APATÍA
La apatía es la
falta de emoción, motivación o entusiasmo. Es un término psicológico para un
estado de indiferencia, en el que un individuo no responde a aspectos de la
vida emocional, social o física.
La apatía
clínica se considera depresión en el nivel más moderado y se diagnostica como
trastorno de identidad disociativa en cosas que no se consideran importantes.
Se sabe que
ciertas sustancias químicas causan síntomas asociados con o desencadenantes de
la apatía.
Puede ser una
manifestación de la enfermedad de Wernicke.
En los
principios del Cristianismo, los cristianos adoptaron el término «apatía» para
referirse al desprecio de todas las preocupaciones mundanas; un estado de
mortificación, como describe el evangelio. Así, la palabra ha sido usada desde
entonces entre los escritores más devotos. En particular, Clemente de
Alejandría dio al término una excesiva popularidad, creyendo que así
arrastraría a los filósofos al Cristianismo, al aspirar a tan sublime extremo
de virtud.
El concepto de
apatía fue más aceptado en la cultura popular durante la Primera Guerra
Mundial, en la que las atroces condiciones del frente occidental llevaban a la
apatía y la reacción de estrés al combate a millones de soldados.
Apatía en términos comunes y religioso
Artículo principal:
Indiferencia (sentimiento) Como diagnóstico clínico, la «apatía» no indica
pereza, pero en el uso común del término la correlación es bastante directa. En
la doctrina religiosa, la pereza se considera un pecado capital que conduce a
una mayor disociación con la vida y la presciencia. En este contexto, estar
sustancialmente disociado es estar «en el hades», o lo que es lo mismo, en un
estado en el que el espíritu o el alma está destruido o en un estado de
destrucción. El concepto de disociación es controvertido: en la práctica de las
religiones orientales, como el hinduismo o el budismo, por ejemplo, un estado
de meditación avanzado tiene aspectos de extrema falta de deseo: aunque se cree
que la religión y el ritual de la meditación proporcionan la base adecuada para
recuperarse apropiadamente de la indiferencia y beneficiarse de su experiencia.

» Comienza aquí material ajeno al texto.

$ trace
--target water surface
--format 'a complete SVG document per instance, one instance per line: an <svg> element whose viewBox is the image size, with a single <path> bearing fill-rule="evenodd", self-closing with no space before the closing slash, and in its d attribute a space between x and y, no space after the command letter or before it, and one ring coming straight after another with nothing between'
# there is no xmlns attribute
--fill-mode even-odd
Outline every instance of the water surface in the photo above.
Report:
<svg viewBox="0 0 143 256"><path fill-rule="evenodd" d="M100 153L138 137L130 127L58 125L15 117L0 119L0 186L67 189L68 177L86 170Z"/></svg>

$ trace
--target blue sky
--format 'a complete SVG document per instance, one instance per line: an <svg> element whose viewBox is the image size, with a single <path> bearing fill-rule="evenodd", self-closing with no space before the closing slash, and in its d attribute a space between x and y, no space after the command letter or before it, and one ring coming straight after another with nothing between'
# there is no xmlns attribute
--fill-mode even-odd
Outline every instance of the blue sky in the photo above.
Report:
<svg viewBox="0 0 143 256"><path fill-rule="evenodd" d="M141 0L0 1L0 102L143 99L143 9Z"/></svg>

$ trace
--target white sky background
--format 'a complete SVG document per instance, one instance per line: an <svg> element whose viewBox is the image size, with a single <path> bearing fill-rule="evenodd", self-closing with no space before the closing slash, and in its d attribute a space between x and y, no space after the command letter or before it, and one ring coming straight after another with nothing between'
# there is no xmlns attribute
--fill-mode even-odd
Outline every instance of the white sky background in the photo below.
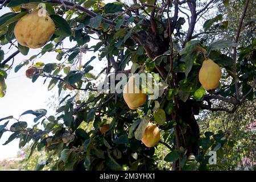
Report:
<svg viewBox="0 0 256 182"><path fill-rule="evenodd" d="M107 0L106 2L114 1L113 0ZM183 10L183 11L186 11ZM187 12L187 11L186 12ZM3 8L0 10L0 16L10 12L9 8ZM187 20L187 17L183 14L179 13L179 16L184 17ZM203 26L202 23L197 23L196 30L200 30ZM186 22L183 26L183 30L187 30L188 23ZM96 41L91 39L89 46L95 45ZM74 43L71 43L68 40L68 38L64 42L64 47L72 47L75 45ZM6 45L2 47L2 49L5 53L9 51L9 45ZM10 52L5 55L5 59L9 57L13 52L16 51L16 48L13 48L13 49L9 50ZM25 72L28 66L22 68L17 73L14 73L14 68L24 60L29 59L31 56L38 54L40 52L40 49L30 49L28 55L23 56L21 53L15 56L13 65L13 69L11 71L6 80L7 85L6 94L3 98L0 98L0 118L13 115L15 118L18 118L20 114L27 110L35 110L38 109L46 109L48 111L47 115L51 114L54 115L55 111L48 108L47 104L48 104L49 98L53 94L57 94L57 87L56 86L52 90L48 91L47 87L50 79L43 85L44 78L39 77L35 82L32 83L31 80L27 78L25 76ZM53 62L58 62L56 60L56 53L46 53L41 58L38 58L35 63L42 61L45 64ZM97 53L93 55L93 52L88 52L86 55L83 56L82 63L88 61L93 56L97 56ZM91 65L94 67L94 71L101 70L104 67L102 61L100 62L95 59ZM105 61L104 61L105 62ZM11 61L9 62L10 64ZM34 123L33 122L34 117L31 115L25 115L22 117L22 121L28 123L28 126L32 126ZM2 121L0 125L3 124L6 121ZM15 121L11 120L9 126L14 123ZM8 139L10 133L6 132L3 134L0 139L0 160L3 159L11 156L15 156L17 152L19 150L18 147L19 139L15 139L9 143L6 146L3 146L2 144Z"/></svg>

Así, algunos críticos ven a los ascetas o santos esforzándose por lograr un
nivel de «apatía» que los teólogos prefieren llamar disociación o indiferencia.
He querido
copiar todos estos términos de Wikipedia
para que ustedes puedan tener una opinión más amplia.
APATIA desde mi
punto de vista.
Forma rápida y
eficiente que permite dominar y manipular una nación, una raza, un individuo.
La apatía te
hace dejar la puerta abierta y por ella se cuelan los ladrones de almas y
cuando estos logran su propósito, es muy
difícil regresar a la normalidad.
En nuestro afán
de protagonismo y con tal de llevarme la contraria, muchos saldrán a decir:
“Yo sé lo que
tengo que hacer”
“Eso no es
conmigo”
“Yo mantengo mi
puerta cerrada”
“Eso es para los
que comen carne”
“Yo tengo tras
la puerta un crucifijo y a mí no me entra nada”
“Si dios
conmigo, quien contra mi”
“Jehová es mi
pastor y nada me faltara, a que le tengo miedo”
El problema es
que los pueblos que han caído bajo los sin almas, todos eran creyentes,
fanáticos, adoradores de dioses e imágenes y creían que no podía ser posible que eso
pasara, hasta que paso…
Los
controladores conocen perfectamente nuestra forma de ser, pensar y sentir y
nuestra voluntad perece ante su designio.
Hoy todavía
tienes eso que tú crees que nació contigo (libre albedrio) poder de decisión,
sin embargo estas a punto de perder todos tus derechos y eso van a lograrlo por
decisión tuya, ya que te veré clamando y gritando para que todo eso suceda…
Tiempo llegara
que entiendas todo lo que te he estado diciendo… ahora desde tu punto de
existencia no lo puedes visualizar…
La VERDAD y la
MENTIRA, pasaran hacer cosas del pasado, ya que el conformismo superara todas
las perspectivas.
Seguiremos en
nuestra amplia y prospera mediocridad y con ello estamos garantizando, la
entrega sublime de nuestra voluntad… (El alma).
Ya no habrá
camino ni vereda, dejaremos de ser rio para convertirnos en un pozo de agua inamovible
y allí nos convertiremos en fango.
Dura es la
realidad, pero es la voluntad de muchos.
Me iré a un
mundo paralelo donde la apatía no haya llegado a un.
Olvidare el
haber conocido esta existencia y no dejare que este mal recuerdo, detenga mi camino.